In recent weeks, Saturday Night Live aired a “New Parents” skit of a gay couple introducing their newborn to friends. But when those friends ask normal questions like, “Where did you get this baby?” they’re instantly scolded. “Wow … you sound like a Republican.” “Why are you obsessed with the mom?”
This is a massive departure from how mainstream media has approached gay families over the past couple decades, portraying them as overwhelmingly positive, even idealized, in sitcoms, dramas, and movies. Shows like Modern Family cast Mitch and Cam as the lovable, quirky duo raising their adopted daughter in a home full of warmth and humor. She, of course, was more grounded and better adjusted than many children from the heterosexual couples in the show. In Glee, The New Normal, and films like Love, Simon, gay relationships were presented not only as normal but as emotionally superior—more sensitive, stylish, and intentional than their heterosexual counterparts.

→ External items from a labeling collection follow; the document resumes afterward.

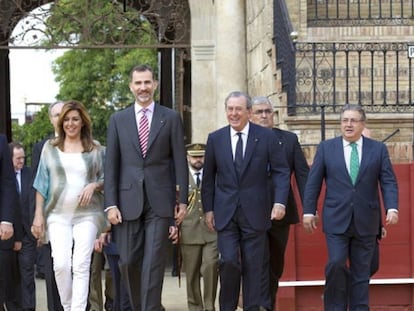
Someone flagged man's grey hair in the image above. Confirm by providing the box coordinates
[252,96,273,111]
[224,91,252,109]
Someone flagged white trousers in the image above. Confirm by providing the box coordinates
[48,221,98,311]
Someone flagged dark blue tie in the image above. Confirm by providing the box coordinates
[194,172,201,188]
[234,132,243,178]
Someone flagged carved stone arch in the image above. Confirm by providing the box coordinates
[0,0,191,141]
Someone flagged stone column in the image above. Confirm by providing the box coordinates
[189,0,247,142]
[214,0,247,127]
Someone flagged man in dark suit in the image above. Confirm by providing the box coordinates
[250,96,309,308]
[105,65,188,311]
[303,104,398,311]
[201,92,290,311]
[9,142,37,311]
[30,101,64,311]
[0,134,20,310]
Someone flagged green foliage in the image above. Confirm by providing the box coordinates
[13,0,157,151]
[12,106,53,166]
[46,0,156,46]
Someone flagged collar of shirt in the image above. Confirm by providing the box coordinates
[230,122,250,160]
[342,136,363,171]
[230,122,250,138]
[134,102,155,128]
[342,136,363,152]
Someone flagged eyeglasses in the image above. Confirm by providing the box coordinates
[253,109,272,115]
[341,118,364,124]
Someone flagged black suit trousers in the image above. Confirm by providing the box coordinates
[324,225,376,311]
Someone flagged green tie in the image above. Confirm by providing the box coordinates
[349,143,359,185]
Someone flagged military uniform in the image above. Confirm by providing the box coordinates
[180,144,218,311]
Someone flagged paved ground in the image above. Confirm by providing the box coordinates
[36,270,228,311]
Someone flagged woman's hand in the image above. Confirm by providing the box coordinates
[31,214,45,240]
[78,182,98,206]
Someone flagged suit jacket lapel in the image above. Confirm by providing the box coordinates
[236,123,259,176]
[334,136,352,184]
[220,126,237,181]
[147,104,165,154]
[125,104,141,154]
[355,138,372,184]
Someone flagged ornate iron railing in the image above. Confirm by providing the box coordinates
[307,0,414,27]
[288,42,414,113]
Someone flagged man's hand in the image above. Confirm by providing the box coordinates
[13,241,22,252]
[174,203,187,226]
[107,207,122,225]
[168,226,179,244]
[385,211,398,225]
[270,203,286,220]
[31,213,45,240]
[205,212,216,231]
[0,223,14,240]
[302,215,319,233]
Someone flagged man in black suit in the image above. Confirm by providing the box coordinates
[9,142,37,311]
[250,96,309,308]
[201,91,290,311]
[0,134,20,310]
[104,65,188,311]
[303,104,398,311]
[31,101,63,311]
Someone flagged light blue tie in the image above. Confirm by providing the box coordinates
[349,142,359,185]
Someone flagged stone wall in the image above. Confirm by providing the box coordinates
[246,0,414,163]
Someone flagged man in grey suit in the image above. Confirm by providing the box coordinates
[105,65,188,311]
[303,105,398,311]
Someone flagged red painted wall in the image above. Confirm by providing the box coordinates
[277,163,414,311]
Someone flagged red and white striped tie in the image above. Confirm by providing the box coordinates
[138,108,149,158]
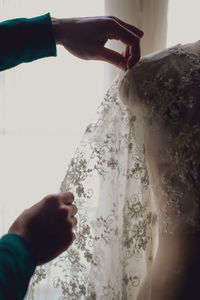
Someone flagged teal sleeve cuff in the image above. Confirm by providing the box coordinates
[0,13,57,71]
[0,234,36,300]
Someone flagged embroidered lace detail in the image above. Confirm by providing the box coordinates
[28,81,156,300]
[121,45,200,234]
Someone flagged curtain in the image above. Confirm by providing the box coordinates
[0,0,104,239]
[27,1,170,300]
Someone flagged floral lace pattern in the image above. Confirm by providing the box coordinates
[27,80,156,300]
[121,41,200,234]
[27,45,200,300]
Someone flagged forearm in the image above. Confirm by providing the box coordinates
[0,14,57,71]
[0,234,35,300]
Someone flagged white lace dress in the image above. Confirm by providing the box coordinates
[27,42,200,300]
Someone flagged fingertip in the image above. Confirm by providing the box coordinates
[139,31,144,38]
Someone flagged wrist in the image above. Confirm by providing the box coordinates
[51,17,61,44]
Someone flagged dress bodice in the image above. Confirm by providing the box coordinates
[119,42,200,234]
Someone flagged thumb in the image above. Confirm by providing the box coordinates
[100,47,127,71]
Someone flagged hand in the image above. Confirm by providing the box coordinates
[8,192,77,264]
[52,17,143,70]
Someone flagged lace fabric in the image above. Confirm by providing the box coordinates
[27,41,200,300]
[120,42,200,234]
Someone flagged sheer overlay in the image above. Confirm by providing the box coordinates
[27,42,200,300]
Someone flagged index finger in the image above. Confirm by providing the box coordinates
[109,16,144,38]
[60,192,74,204]
[108,22,141,65]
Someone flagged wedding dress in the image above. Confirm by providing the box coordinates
[27,42,200,300]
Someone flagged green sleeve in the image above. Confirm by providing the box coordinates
[0,13,57,71]
[0,234,36,300]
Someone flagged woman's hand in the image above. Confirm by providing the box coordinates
[8,193,77,264]
[52,17,143,70]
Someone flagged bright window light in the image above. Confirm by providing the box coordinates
[0,0,104,234]
[167,0,200,47]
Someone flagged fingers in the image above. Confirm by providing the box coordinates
[101,18,141,71]
[100,47,127,71]
[127,44,141,69]
[110,16,144,38]
[59,192,74,205]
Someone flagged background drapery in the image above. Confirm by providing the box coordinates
[0,0,200,299]
[105,0,168,86]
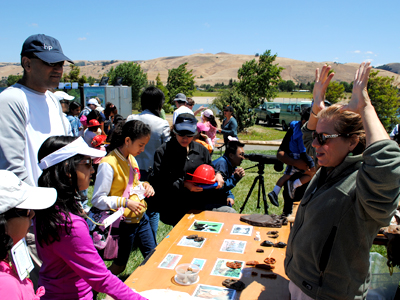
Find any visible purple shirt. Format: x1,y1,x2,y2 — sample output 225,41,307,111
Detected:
35,214,146,300
0,261,44,300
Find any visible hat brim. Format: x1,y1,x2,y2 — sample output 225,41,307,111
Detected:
16,182,57,210
34,51,74,64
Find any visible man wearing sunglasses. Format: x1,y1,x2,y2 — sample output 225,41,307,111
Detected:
0,34,73,284
0,34,73,185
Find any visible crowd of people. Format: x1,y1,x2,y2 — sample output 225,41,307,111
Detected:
0,34,400,300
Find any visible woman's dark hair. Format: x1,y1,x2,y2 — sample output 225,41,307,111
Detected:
318,103,366,155
107,120,151,152
140,86,165,117
104,102,118,119
35,136,84,246
87,109,101,124
68,101,81,113
203,115,218,127
0,214,14,260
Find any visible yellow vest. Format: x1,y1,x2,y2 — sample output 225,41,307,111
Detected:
100,149,147,223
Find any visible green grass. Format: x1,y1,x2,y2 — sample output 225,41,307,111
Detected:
88,150,386,299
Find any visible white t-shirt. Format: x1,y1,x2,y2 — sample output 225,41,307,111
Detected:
172,105,194,125
0,84,71,185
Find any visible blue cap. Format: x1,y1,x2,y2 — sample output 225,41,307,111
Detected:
21,34,74,64
174,113,197,135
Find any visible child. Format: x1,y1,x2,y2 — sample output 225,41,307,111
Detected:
194,122,214,154
0,170,57,299
268,108,315,206
92,120,156,275
34,136,145,300
83,119,100,147
201,109,217,145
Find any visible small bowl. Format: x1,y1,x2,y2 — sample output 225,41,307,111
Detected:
175,264,200,285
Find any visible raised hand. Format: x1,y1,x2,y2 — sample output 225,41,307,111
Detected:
342,62,372,113
313,65,335,114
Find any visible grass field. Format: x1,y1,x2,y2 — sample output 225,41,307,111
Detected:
89,147,386,299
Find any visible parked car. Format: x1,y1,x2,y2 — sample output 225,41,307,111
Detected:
254,102,281,126
279,100,331,131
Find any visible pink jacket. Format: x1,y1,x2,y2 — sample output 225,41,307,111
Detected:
35,214,146,300
0,261,44,300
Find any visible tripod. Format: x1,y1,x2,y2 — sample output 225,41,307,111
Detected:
240,163,269,215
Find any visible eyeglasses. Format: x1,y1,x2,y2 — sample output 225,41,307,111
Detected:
313,131,351,146
4,208,31,220
31,54,64,68
78,158,93,167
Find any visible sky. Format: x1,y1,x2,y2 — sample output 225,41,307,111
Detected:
0,0,400,66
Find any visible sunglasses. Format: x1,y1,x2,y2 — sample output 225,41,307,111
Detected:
78,158,93,167
31,54,64,68
4,208,31,220
313,131,351,146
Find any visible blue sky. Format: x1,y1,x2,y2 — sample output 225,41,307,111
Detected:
0,0,400,66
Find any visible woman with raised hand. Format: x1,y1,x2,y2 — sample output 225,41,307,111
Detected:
34,136,145,300
285,63,400,299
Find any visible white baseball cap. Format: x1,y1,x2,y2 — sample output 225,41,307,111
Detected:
54,91,75,101
39,136,107,170
0,170,57,214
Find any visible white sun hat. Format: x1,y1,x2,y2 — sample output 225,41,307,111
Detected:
0,170,57,214
39,137,107,170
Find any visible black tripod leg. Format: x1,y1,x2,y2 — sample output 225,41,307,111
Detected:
240,177,259,213
257,175,263,208
259,176,269,215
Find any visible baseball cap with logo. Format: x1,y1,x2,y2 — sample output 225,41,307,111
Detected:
0,170,57,214
174,113,197,136
174,93,187,103
21,34,74,64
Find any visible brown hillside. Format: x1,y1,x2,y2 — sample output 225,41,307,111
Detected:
0,52,400,85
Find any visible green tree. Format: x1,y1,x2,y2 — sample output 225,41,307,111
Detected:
325,81,344,103
213,88,255,132
107,62,147,109
166,62,196,104
156,73,174,113
367,71,400,131
237,50,283,108
7,75,22,86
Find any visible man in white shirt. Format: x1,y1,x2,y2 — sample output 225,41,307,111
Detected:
172,93,194,124
0,34,73,185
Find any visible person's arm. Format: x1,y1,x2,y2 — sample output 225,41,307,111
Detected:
92,162,126,210
0,88,35,185
342,62,389,148
307,65,335,130
52,217,146,300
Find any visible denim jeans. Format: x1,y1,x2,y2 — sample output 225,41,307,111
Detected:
114,214,157,266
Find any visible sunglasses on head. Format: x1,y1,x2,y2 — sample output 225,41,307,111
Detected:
31,53,64,68
4,208,31,220
78,158,93,167
313,131,351,146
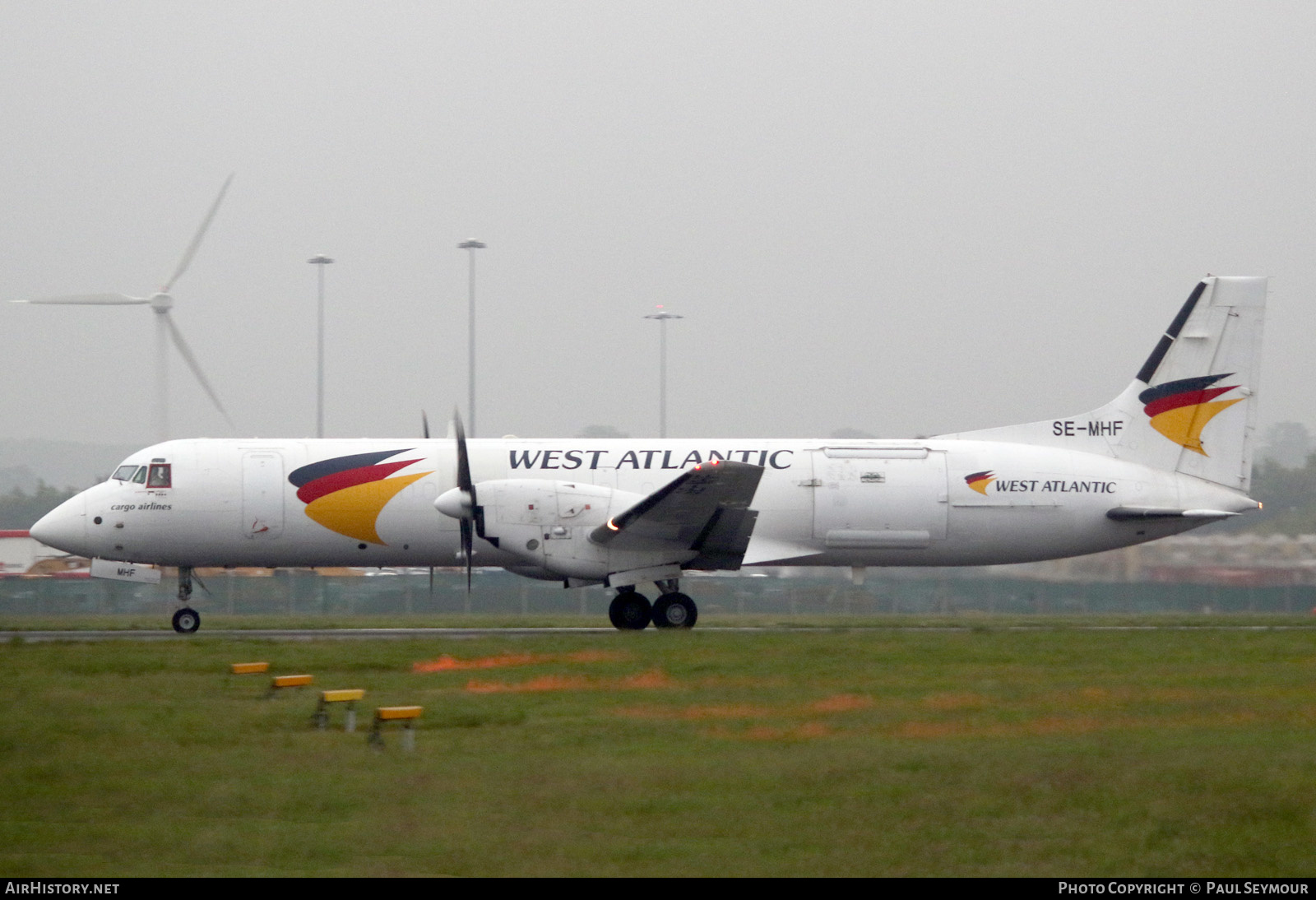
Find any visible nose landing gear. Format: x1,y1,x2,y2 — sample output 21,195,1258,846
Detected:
174,566,202,634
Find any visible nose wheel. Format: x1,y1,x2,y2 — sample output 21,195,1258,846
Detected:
174,566,204,634
174,606,202,634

So SNL is charting new waters. They dipped a toe into criticizing gay couples last year, but not this directly. In 2024 they debuted a skit called “We’re Trying” where a gay couple shares that they’re “trying” to have a baby “the old-fashioned way.” Confused, and asking for clarification, the heterosexual friends’ questioning is met with the same level of deflection and defensiveness on display in “New Parents.”